Court Grants Plaintiff’s Motion for Sanctions Due to Discovery Deficiencies
2010 U.S. Dist. LEXIS 38867 (S.D.N.Y. April 20, 2010)
On plaintiff’s motion for sanctions due to discovery deficiencies, the Southern District of New York imposed a $25,000 fine on a litigant whose failure to properly install a litigation hold and conduct appropriate searches for relevant email represented a diligence that fell “well below the minimum standard that a reasonably prudent person would use.”
What began as a false labeling allegation under the Lanham Act became a discovery dispute when defendant Gnosis’ initial production amounted to only 107 pages. Believing relevant documents and email had been withheld, the plaintiff identified several deficiencies and requested further discovery from the defendant. After two months and several additional requests, the defendant had produced an additional 6200 pages but had not disclosed the allegedly missing documents.

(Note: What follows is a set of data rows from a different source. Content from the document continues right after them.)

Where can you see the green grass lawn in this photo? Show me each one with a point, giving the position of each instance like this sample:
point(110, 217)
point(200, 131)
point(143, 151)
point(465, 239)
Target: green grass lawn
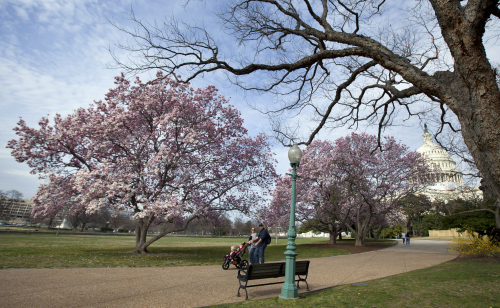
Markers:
point(452, 284)
point(34, 250)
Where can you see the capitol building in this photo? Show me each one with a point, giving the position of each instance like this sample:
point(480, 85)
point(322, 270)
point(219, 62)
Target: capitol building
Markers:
point(449, 181)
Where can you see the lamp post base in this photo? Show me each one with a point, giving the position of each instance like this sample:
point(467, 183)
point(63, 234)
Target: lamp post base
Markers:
point(288, 298)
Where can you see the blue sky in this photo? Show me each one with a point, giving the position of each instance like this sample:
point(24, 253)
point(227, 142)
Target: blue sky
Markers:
point(53, 56)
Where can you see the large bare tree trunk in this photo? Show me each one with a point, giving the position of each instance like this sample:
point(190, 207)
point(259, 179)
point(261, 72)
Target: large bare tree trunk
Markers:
point(472, 92)
point(141, 233)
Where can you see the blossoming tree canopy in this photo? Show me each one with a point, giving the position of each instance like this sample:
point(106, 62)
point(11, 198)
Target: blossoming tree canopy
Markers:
point(349, 183)
point(165, 151)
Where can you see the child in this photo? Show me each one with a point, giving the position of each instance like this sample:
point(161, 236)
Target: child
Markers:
point(232, 254)
point(240, 250)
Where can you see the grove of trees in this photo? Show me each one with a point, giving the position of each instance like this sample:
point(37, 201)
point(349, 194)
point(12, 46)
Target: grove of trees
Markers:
point(346, 184)
point(162, 150)
point(345, 63)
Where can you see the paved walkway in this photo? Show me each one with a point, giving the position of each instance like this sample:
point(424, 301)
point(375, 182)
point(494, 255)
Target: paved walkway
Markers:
point(197, 286)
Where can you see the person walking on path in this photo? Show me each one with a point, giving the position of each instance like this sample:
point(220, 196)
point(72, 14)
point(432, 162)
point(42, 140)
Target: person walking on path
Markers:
point(251, 252)
point(261, 244)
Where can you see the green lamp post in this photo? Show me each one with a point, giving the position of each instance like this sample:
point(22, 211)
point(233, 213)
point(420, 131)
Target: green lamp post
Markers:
point(289, 289)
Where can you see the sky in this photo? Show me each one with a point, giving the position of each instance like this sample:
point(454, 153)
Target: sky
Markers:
point(54, 56)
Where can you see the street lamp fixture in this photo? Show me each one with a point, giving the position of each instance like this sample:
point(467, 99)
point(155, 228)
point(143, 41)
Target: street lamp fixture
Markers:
point(289, 289)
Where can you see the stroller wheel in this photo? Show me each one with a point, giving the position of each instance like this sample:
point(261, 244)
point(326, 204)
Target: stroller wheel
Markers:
point(244, 264)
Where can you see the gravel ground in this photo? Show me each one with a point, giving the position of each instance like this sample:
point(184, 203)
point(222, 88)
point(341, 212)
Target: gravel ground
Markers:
point(198, 286)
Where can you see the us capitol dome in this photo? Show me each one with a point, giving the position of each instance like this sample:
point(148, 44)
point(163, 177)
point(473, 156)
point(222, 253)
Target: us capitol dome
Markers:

During an evidentiary hearing, the defendant admitted to several discovery abuses. The defendant had not installed a written litigation hold and, as a result, had not stopped the automatic deletion of all emails more than 15 days old. The company had performed only a cursory document search and argued that it had failed to produce the requested documents because of its poor understanding of the search tool provided in its email client.
Relying heavily on the analysis in Pension Committee of University of Montreal Pension Plan v. Banc of America Securities, the court found that the defendant’s failure to issue a written litigation hold amounted to gross negligence. The court noted that the defendant’s first search for relevant email had been insufficient and could have easily been improved to produce the wealth of documents that were later discovered. In addition, the defendant’s decision to withhold documents it believed to be “insufficiently important” displayed “an unacceptable disrespect for the judicial process.”
The court granted the plaintiff’s motion for sanctions by awarding costs and imposing a $25,000 fine on the defendant to prevent future discovery misconduct and to install a “modicum of respect for the judicial process.”